The Naked Scientists podcast recently interviewed David Nutt who is the head of Imperial College London’s Centre for Psychedelic Research.
The interview focused on the effects of psychedelic substances on the brain. Below are some of the key takeaways:
Nutt believes that psychedelic medicines create optimal conditions for cultivating new ideas, perceptions, and ways of thinking which have been particularly helpful in the treatment of mental health conditions, particularly depression.

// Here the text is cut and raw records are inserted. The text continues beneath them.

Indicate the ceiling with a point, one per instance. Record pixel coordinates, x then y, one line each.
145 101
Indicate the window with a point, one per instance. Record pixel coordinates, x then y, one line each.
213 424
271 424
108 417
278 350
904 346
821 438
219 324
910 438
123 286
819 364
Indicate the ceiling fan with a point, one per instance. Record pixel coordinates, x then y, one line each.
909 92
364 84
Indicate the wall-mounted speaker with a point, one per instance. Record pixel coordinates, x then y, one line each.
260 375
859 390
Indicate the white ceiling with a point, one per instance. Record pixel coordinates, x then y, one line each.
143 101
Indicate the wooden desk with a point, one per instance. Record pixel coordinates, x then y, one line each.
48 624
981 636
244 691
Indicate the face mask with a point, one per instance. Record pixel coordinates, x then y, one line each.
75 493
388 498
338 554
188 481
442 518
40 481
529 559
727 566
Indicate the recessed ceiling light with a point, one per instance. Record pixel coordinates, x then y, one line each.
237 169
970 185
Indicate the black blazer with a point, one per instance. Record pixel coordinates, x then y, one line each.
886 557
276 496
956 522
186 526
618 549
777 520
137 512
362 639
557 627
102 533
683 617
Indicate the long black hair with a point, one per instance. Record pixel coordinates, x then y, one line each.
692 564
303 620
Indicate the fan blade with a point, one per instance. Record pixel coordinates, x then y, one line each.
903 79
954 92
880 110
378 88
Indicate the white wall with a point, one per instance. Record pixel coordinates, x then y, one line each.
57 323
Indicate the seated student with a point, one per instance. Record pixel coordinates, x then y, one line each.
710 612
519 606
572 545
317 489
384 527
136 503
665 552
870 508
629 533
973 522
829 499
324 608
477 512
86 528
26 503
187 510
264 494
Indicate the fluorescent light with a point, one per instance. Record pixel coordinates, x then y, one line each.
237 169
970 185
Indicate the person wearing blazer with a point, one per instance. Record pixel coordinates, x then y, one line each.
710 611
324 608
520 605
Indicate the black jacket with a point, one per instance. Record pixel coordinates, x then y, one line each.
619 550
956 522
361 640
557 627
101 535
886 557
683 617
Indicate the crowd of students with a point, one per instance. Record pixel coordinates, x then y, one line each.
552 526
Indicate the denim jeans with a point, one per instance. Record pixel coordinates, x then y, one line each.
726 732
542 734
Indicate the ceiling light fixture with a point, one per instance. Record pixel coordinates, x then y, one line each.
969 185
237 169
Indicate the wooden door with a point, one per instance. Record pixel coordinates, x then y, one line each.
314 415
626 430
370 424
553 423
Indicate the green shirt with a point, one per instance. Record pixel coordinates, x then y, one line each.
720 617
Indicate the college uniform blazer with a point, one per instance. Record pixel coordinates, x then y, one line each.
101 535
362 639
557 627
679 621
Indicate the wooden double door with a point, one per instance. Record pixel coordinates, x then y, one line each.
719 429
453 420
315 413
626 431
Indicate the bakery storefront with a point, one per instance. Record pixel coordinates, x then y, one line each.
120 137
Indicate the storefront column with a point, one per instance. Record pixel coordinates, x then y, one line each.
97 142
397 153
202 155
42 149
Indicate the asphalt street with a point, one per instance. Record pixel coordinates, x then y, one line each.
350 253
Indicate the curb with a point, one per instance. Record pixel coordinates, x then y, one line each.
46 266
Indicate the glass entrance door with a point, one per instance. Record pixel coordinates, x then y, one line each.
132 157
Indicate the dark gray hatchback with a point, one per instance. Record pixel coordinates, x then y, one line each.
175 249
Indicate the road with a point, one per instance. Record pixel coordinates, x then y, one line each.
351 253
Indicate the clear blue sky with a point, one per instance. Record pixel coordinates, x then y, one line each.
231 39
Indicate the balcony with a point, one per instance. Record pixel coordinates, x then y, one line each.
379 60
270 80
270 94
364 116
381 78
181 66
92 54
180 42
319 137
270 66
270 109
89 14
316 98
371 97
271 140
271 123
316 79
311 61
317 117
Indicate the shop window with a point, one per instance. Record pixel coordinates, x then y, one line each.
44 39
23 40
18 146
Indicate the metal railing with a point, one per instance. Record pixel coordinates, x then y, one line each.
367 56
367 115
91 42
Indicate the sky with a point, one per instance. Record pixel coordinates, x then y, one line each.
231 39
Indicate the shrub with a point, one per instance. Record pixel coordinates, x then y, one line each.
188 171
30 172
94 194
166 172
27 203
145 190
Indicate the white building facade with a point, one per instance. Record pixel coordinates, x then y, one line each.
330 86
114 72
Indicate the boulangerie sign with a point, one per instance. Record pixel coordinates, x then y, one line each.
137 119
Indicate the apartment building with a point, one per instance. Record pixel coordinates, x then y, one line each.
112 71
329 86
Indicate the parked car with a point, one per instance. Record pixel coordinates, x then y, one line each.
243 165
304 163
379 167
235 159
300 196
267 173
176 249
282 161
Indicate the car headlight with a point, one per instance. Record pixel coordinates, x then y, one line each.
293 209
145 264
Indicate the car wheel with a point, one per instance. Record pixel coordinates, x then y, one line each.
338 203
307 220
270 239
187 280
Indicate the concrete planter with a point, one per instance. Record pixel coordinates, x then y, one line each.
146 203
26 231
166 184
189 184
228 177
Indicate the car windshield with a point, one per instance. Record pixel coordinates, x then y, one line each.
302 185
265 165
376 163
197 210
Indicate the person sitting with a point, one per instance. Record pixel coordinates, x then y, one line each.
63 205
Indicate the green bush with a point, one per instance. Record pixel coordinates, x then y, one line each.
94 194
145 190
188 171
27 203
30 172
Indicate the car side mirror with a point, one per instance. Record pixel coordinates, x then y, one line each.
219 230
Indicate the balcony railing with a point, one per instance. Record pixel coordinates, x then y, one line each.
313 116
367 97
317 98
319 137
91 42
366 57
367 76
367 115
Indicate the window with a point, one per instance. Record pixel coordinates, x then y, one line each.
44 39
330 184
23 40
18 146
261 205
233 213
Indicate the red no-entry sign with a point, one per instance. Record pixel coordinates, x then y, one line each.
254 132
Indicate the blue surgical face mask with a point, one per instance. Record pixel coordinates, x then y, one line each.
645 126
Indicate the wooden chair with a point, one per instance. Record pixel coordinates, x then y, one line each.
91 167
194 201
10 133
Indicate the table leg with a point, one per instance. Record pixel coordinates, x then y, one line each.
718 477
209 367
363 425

He states that these substances put the brain in a "child-like" state: "The high level parts of your cortex, the thinking parts, the parts which integrate your hearing, your sight, your touch, etcetera - they get disrupted by psychedelics. Psychedelics, in a very simple way, put you back to what your brain was like when you were a child, when all kinds of connections were possible. The process of neural development is not a growing of the brain; it's a shrinking of the brain, getting rid of connections which you don't want. Over the decades from childhood, the brain becomes more and more constricted in what it does and more and more rigid, and psychedelics disrupt that and put you back transiently into that state of childhood wonder."

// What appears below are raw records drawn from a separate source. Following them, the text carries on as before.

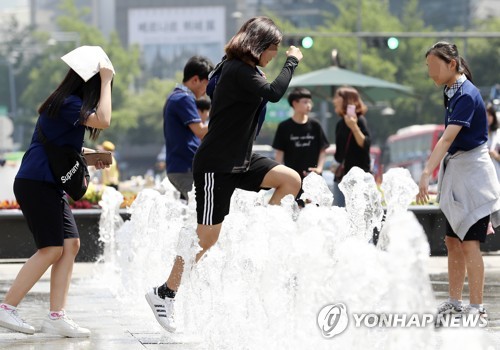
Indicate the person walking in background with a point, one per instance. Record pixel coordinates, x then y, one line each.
300 141
75 106
467 184
182 126
224 160
352 137
203 106
111 174
493 137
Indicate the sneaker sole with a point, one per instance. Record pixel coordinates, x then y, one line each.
52 330
17 328
153 308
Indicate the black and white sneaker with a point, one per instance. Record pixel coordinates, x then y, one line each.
448 310
163 309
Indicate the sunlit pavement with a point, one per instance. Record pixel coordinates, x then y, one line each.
94 306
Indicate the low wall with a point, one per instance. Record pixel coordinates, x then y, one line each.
17 241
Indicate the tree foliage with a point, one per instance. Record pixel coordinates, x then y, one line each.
138 101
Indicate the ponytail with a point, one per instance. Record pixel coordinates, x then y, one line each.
463 67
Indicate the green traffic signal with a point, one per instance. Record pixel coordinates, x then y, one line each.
307 42
392 43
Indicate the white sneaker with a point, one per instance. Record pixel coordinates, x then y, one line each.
64 326
9 318
163 309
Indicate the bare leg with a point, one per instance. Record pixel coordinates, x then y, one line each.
475 270
456 267
61 274
284 180
31 272
208 236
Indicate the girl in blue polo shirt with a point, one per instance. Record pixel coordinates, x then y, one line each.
468 191
75 106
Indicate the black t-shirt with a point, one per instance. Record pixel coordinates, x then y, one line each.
300 143
355 155
227 146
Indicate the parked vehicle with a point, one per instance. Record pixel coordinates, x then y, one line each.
331 164
411 147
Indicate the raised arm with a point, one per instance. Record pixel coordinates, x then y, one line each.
101 119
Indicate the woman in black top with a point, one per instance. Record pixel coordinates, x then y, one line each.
352 138
224 161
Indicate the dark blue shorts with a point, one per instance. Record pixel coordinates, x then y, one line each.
477 232
214 190
47 212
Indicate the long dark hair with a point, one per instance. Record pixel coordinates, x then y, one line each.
253 38
490 109
73 84
448 52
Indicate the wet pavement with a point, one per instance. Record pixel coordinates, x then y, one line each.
92 305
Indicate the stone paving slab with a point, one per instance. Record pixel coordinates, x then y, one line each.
113 327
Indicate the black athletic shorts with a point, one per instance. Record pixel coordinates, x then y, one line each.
214 190
47 212
477 232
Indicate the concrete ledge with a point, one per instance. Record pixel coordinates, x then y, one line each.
17 241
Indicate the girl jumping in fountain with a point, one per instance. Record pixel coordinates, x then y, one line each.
224 161
468 189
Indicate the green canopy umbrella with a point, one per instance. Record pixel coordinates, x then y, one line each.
372 89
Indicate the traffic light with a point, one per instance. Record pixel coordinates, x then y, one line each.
391 43
305 42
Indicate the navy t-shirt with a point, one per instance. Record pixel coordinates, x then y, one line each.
64 130
180 111
300 143
466 108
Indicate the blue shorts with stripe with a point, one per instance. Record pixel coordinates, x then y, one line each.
214 190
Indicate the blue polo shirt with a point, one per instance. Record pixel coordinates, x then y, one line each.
63 130
180 111
466 108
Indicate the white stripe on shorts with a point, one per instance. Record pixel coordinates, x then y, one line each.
208 205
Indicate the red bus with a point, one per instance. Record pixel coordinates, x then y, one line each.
410 148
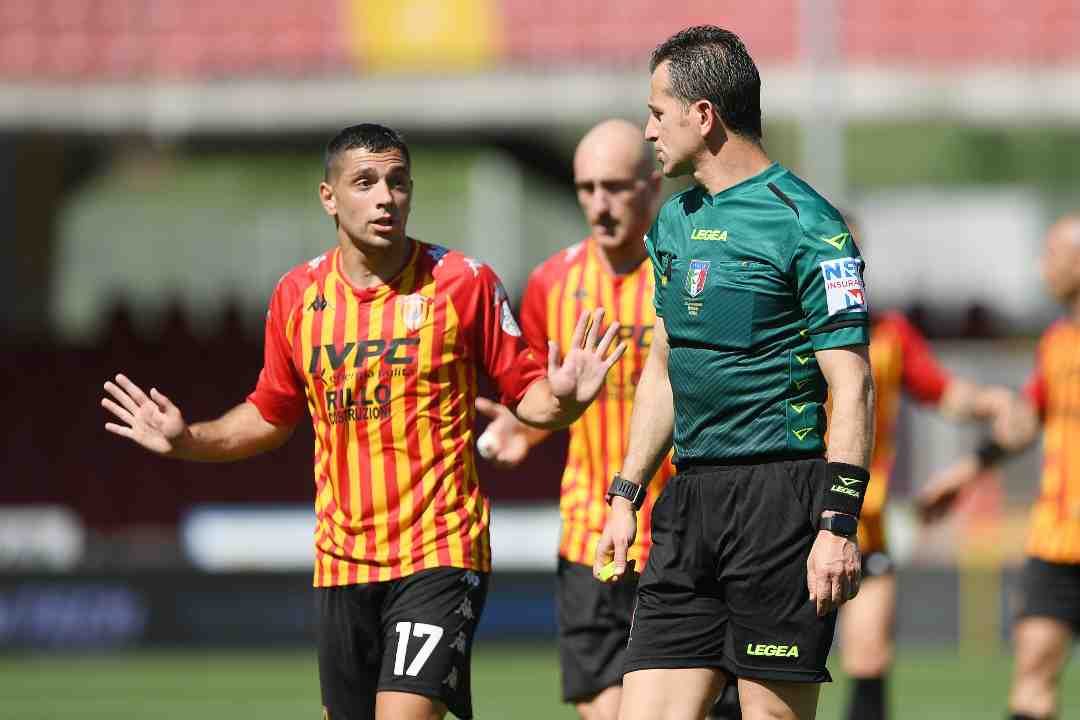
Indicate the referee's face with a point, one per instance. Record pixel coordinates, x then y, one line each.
369 195
674 137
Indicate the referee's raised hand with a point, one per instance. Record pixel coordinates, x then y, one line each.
834 571
151 421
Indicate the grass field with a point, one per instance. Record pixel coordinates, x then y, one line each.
515 682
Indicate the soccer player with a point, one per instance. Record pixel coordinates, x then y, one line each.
619 190
902 362
1049 611
381 339
760 311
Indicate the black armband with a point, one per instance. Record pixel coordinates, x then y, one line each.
989 453
847 487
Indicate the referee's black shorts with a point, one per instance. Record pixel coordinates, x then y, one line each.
726 582
593 628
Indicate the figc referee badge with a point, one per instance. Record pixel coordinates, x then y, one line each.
696 276
414 311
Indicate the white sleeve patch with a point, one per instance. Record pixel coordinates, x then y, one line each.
844 285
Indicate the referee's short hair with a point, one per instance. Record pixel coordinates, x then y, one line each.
364 136
709 63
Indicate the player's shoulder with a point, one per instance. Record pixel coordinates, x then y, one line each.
296 281
556 265
453 269
807 208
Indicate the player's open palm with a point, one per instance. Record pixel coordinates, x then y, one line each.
151 420
935 500
581 375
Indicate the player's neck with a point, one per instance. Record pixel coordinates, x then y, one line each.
729 163
623 258
365 267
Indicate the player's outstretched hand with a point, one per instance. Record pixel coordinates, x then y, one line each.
618 535
504 442
581 375
834 571
151 420
935 500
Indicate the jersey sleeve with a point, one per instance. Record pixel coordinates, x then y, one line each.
279 393
661 265
535 315
923 377
827 272
1035 389
497 340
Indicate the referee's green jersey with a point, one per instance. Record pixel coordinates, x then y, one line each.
750 283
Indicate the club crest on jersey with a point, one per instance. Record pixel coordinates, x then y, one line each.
845 289
696 276
505 314
414 311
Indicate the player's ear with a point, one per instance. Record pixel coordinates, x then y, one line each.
326 198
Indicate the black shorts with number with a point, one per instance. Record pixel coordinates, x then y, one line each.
409 635
726 582
1050 589
593 628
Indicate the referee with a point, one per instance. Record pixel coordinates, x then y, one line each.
760 312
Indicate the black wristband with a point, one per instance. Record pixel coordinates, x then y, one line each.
847 487
989 453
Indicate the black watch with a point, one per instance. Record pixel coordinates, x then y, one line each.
622 488
839 525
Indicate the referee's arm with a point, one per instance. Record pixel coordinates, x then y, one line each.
834 566
651 424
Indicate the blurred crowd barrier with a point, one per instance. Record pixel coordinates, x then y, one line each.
94 40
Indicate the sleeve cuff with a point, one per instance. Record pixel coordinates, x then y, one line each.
841 337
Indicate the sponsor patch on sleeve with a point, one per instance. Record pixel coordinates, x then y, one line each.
844 285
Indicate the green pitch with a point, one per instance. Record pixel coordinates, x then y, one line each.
511 681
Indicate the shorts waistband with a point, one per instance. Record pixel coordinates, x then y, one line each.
712 463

He goes on to explain that psychedelics seem to be particularly effective in reducing rumination and allowing for a more positive and constructive perspective to emerge.

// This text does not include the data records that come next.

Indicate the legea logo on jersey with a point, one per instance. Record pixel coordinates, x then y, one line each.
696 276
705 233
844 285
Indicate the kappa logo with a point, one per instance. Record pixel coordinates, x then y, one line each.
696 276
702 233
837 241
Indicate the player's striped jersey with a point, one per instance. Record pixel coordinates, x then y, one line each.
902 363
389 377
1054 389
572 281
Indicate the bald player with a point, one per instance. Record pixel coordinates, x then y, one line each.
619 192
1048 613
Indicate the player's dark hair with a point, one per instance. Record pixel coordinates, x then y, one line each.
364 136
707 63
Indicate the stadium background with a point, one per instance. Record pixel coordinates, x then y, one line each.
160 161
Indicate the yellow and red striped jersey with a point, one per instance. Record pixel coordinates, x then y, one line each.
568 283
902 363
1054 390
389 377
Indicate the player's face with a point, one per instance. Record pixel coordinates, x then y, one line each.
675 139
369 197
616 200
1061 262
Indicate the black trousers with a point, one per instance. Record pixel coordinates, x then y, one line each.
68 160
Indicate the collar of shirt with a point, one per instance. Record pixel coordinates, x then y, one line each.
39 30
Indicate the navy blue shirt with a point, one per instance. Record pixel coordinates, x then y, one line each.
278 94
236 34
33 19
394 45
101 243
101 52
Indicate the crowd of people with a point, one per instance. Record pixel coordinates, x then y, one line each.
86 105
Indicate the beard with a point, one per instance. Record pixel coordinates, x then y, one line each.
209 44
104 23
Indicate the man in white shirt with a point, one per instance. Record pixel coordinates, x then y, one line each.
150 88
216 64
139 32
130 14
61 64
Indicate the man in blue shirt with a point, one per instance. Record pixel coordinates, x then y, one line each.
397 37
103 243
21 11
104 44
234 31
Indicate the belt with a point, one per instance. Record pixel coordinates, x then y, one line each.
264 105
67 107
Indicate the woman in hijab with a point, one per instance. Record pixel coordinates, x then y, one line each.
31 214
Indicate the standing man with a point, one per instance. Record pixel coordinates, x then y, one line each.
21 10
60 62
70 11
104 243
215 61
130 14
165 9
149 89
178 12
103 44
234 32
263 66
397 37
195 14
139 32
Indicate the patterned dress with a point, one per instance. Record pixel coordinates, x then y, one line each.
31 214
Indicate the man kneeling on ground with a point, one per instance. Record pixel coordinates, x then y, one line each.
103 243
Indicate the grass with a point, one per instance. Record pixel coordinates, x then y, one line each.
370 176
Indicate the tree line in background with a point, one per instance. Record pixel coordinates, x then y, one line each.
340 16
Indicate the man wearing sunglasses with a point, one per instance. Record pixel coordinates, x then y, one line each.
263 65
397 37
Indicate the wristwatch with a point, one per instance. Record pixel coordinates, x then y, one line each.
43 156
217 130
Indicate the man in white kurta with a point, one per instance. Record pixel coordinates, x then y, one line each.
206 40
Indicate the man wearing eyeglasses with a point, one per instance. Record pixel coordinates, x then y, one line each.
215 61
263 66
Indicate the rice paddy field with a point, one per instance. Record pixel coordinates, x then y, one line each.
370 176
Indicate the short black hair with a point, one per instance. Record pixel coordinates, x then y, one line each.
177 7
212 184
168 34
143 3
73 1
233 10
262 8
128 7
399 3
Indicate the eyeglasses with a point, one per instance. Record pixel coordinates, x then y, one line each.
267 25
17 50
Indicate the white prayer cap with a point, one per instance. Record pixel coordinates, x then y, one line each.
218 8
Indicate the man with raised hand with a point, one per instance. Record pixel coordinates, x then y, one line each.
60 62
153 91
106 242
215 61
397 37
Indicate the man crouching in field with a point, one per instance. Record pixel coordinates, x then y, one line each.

In response to the role and impact of hallucinations, he adds " So visual hallucinations, they're really remarkable, because under psychedelics your visual cortex temporarily is unable to properly reconstruct the signals in the eye into images, and those simple hallucinations - we know from sophisticated electrophysiological experiments - those are the very early ways in which you reconstruct what you see. So under psychedelics, you actually see the primary workings of your visual cortex, which is actually, I think, extraordinarily interesting and something which you haven't experienced since you were a child."